Optimising a huge number of parameters

I am trying to optimise a large number of parameters that are optimised using gradient descent. These parameters are not computed but stored in memory. They have the same size as the dataset.

I was wondering if there was a way to batch these parameters along with the dataset? The trouble is that they have to be changed via gradient descent and then rewritten into memory.

How many parameters are you talking about? If it’s a memory constraint and your gradients are purely calculated via loss.backward() then you can use checkpointing (see documentation here)

The number of parameters are a tensor of the following shape:

[size of dataset, number of layers, hidden dimension, num_parameters]

where “num_parameters” is a hyperparameter that is chosen before training.

Will I have to checkpoint after each backward pass? The gradients are indeed purely calculated via loss.backward().

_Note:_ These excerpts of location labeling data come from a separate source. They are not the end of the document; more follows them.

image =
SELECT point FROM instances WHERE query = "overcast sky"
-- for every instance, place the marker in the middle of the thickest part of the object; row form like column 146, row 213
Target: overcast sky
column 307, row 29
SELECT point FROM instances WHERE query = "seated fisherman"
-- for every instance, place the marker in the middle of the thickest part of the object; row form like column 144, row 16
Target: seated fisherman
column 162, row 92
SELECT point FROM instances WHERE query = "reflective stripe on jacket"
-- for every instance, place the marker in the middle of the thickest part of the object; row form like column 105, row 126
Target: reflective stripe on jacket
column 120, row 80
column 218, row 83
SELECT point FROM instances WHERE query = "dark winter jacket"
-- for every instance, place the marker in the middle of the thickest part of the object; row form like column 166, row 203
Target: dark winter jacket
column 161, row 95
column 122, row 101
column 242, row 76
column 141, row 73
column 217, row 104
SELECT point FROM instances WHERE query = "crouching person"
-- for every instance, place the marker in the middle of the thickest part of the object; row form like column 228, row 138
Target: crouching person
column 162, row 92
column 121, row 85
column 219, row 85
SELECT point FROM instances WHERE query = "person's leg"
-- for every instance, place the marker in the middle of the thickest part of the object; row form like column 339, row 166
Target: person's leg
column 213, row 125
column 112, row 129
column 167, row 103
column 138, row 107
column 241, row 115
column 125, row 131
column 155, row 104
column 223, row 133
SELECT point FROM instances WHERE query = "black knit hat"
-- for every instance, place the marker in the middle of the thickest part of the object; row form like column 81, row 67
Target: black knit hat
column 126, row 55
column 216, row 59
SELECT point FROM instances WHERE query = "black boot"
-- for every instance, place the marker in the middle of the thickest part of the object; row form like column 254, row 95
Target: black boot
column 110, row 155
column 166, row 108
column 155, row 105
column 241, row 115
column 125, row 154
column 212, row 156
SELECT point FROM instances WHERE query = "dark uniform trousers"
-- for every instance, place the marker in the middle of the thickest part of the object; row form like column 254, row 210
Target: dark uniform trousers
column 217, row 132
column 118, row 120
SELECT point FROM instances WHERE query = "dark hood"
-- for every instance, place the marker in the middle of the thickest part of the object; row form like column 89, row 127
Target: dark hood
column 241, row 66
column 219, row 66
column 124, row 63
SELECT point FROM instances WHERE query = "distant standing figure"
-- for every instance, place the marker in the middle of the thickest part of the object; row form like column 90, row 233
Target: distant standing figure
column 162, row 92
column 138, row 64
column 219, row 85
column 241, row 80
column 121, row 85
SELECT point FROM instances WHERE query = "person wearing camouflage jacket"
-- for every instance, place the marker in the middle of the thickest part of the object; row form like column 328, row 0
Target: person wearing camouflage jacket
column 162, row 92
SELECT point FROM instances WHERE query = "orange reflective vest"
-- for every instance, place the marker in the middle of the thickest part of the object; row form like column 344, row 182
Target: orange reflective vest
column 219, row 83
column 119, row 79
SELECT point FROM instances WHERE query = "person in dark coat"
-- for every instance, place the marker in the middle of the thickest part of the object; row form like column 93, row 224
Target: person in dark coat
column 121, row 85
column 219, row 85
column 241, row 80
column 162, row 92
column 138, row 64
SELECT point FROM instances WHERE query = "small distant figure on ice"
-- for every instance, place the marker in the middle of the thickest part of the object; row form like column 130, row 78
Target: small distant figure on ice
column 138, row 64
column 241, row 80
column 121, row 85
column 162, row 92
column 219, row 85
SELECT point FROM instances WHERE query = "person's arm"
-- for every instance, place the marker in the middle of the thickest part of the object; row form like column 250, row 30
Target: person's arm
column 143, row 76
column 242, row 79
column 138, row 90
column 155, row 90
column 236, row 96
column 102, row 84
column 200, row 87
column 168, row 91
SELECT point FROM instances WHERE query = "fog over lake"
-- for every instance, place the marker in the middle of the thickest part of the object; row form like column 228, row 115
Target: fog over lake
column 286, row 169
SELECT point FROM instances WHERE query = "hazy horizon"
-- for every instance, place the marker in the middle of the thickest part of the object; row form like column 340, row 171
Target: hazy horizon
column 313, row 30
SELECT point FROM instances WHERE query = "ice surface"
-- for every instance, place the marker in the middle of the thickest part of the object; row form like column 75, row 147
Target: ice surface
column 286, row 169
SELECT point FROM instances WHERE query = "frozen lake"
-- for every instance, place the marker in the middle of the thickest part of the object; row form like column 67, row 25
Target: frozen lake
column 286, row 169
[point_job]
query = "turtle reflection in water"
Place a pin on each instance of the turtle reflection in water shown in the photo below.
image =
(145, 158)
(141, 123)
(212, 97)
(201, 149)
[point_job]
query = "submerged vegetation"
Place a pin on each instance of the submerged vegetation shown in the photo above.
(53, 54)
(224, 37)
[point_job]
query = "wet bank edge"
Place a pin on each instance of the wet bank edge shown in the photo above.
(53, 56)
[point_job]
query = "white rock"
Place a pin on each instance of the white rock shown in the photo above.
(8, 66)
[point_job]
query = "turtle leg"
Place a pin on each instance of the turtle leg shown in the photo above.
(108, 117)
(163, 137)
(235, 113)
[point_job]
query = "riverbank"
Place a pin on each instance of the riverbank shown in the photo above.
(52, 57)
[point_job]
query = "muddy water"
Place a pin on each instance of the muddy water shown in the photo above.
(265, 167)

There’s a tutorial for using torch.utils.checkpointing here. Try and follow that, and see if it’s applicable to your use case!


Unfortunately I don’t think checkpointing will work for my use case. The reason for this is that my parameters are not computed in the forward pass but are stored in memory and updated in memory. For clarity, they are initialised something like this:

       params = nn.Parameter(th.zeros(
            size of dataset, number of layers, hidden dimension, num_parameters

They are then updated by updating the part of the tensor params that corresponds to the indices of my batched data.

I was wondering if there was a way to batch this tensor in memory as is done with my data. The difficulty is that I have to updated the tensor above and then rewrite it, which is clearly not done to any data.